Nor did Jonah expect he’d find out what was coming into the country by boat.
Maybe Dr. Manning had nothing to hide. Or maybe Manning wanted his blood so badly that he’d slip up and show him something. Or tell him something he wouldn’t mean to.
The gate opened before his motorcycle reached it, and closed swiftly behind him, making him a little uneasy. He couldn’t help but remember what had happened to Kat after her visit here. What did Manning have planned for Jonah? After spending the entire day doing grunt work for Brody, Jonah was in no mood for games.
“Mr. Ries,” Manning said, greeting him from the front door.
Jonah climbed off his bike and walked toward the house. “Dr. Manning. This place is too much, really.”
Manning seemed to find some satisfaction in the fact that everyone thought his house was haunted. Jonah wondered if Manning knew about the vampire and mad scientist rumors—and helped perpetuate them.
Jonah only got a glimpse of the interior of the house—at odds with the outside, that was for sure—before Manning led him around to the back where the laboratory stood like a prison complex behind an electric fence. It appeared that a triple strand of razor wire had recently been added—no doubt after someone had stolen the cadaver found on the town green.
“You haven’t changed your mind about being part of my research, have you?” Manning asked as he unlocked the complicated system going into the lab. Fort Knox should have such a system.
“Sorry, Doc, but I have a fear of nooses,” Jonah joked.
Manning glanced toward the moon, then at Jonah.

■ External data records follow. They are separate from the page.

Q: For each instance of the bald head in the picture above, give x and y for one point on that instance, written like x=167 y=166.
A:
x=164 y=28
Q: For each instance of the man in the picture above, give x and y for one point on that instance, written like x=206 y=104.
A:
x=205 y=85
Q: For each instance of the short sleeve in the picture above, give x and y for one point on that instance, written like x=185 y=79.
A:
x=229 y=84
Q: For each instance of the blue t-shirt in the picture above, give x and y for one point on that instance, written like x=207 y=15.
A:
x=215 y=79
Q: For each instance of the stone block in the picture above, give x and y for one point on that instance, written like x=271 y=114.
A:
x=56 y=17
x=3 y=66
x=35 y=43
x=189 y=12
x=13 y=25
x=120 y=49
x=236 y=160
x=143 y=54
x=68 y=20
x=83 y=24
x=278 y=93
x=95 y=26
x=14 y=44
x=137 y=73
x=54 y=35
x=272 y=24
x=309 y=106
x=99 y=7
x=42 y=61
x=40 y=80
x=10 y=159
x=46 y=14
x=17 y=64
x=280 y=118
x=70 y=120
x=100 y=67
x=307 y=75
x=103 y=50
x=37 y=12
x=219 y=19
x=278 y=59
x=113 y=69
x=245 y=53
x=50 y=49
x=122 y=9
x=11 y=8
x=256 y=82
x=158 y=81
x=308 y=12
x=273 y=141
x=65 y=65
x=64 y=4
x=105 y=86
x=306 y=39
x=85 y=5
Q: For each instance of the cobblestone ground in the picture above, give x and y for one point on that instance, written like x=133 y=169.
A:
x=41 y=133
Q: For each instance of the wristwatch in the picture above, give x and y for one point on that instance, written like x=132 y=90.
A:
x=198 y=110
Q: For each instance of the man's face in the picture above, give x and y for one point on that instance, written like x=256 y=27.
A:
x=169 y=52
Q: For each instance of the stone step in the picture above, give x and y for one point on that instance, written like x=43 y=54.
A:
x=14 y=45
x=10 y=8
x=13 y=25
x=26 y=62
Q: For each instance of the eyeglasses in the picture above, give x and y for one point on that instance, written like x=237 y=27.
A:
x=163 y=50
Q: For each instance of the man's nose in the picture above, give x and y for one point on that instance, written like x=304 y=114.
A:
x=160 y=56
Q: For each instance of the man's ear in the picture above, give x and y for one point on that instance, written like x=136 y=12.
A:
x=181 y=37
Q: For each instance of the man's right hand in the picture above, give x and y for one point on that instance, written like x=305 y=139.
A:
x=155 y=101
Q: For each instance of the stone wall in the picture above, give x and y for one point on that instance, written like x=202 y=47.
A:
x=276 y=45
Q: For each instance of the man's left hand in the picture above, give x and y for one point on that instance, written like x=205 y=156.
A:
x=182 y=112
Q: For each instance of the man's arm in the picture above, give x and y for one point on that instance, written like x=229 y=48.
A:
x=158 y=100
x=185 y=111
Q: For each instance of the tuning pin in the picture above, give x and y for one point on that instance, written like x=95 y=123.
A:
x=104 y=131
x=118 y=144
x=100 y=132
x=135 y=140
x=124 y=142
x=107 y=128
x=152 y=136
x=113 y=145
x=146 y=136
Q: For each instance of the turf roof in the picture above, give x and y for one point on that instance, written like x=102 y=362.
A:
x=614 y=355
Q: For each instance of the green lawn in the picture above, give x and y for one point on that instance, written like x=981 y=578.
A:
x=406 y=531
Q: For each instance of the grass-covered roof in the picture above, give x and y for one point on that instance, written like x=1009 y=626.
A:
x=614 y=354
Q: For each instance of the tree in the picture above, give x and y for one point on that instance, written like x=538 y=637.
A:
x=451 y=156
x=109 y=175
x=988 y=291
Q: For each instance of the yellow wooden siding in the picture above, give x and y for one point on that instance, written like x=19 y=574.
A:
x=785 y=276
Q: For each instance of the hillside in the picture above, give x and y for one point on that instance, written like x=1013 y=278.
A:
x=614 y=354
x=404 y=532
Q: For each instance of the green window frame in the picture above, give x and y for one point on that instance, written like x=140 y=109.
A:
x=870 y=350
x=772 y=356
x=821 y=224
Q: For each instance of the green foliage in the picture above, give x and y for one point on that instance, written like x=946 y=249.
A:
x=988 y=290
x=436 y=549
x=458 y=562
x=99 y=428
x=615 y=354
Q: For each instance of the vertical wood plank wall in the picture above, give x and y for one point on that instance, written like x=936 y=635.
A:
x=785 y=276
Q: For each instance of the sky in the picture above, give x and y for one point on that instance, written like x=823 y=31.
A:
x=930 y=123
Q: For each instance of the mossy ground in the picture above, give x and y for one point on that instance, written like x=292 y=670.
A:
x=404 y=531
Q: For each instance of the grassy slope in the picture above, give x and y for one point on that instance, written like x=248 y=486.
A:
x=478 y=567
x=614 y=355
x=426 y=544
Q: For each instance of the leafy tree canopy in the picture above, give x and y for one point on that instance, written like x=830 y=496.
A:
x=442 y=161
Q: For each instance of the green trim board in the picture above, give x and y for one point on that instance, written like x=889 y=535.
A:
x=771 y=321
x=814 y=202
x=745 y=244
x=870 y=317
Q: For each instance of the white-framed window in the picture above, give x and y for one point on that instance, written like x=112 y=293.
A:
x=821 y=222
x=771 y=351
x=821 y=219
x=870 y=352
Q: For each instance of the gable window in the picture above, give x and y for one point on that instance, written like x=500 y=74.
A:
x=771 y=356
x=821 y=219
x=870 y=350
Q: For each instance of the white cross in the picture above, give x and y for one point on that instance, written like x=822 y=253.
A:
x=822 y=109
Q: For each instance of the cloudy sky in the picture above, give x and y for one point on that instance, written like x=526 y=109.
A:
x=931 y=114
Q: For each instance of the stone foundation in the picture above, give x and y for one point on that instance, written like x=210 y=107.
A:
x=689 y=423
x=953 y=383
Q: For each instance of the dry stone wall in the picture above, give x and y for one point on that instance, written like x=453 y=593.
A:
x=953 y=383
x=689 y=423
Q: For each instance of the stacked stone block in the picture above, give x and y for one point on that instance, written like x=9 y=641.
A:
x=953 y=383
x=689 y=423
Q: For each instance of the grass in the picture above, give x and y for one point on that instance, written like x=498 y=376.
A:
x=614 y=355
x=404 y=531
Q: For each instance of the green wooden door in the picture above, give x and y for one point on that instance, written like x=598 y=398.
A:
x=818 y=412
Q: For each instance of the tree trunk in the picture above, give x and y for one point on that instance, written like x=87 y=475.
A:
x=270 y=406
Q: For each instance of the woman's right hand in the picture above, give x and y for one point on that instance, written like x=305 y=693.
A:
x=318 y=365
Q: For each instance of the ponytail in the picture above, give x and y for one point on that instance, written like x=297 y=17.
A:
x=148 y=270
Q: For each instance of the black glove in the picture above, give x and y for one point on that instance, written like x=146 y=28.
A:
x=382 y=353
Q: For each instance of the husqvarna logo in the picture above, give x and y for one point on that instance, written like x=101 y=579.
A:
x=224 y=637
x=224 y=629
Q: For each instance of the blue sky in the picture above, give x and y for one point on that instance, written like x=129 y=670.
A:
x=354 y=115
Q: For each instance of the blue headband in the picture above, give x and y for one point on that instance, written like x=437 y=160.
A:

His look said he knew exactly what Jonah had to fear.
The inside of the lab was just as Manning had said it would be: boring. The doctor talked about his research. Jonah asked questions, getting the stock answers he had expected. Nor did he see anything suspicious, but then he didn’t really know what he was looking for. It would take another scientist to recognize something amiss.
Other than getting the lay of the land, Jonah just hoped to leave a listening device. The last agent had been successful in leaving a bug in the house—but not the lab. It appeared Manning didn’t do regular checks for listening devices—considering how long the one in the house had been in place.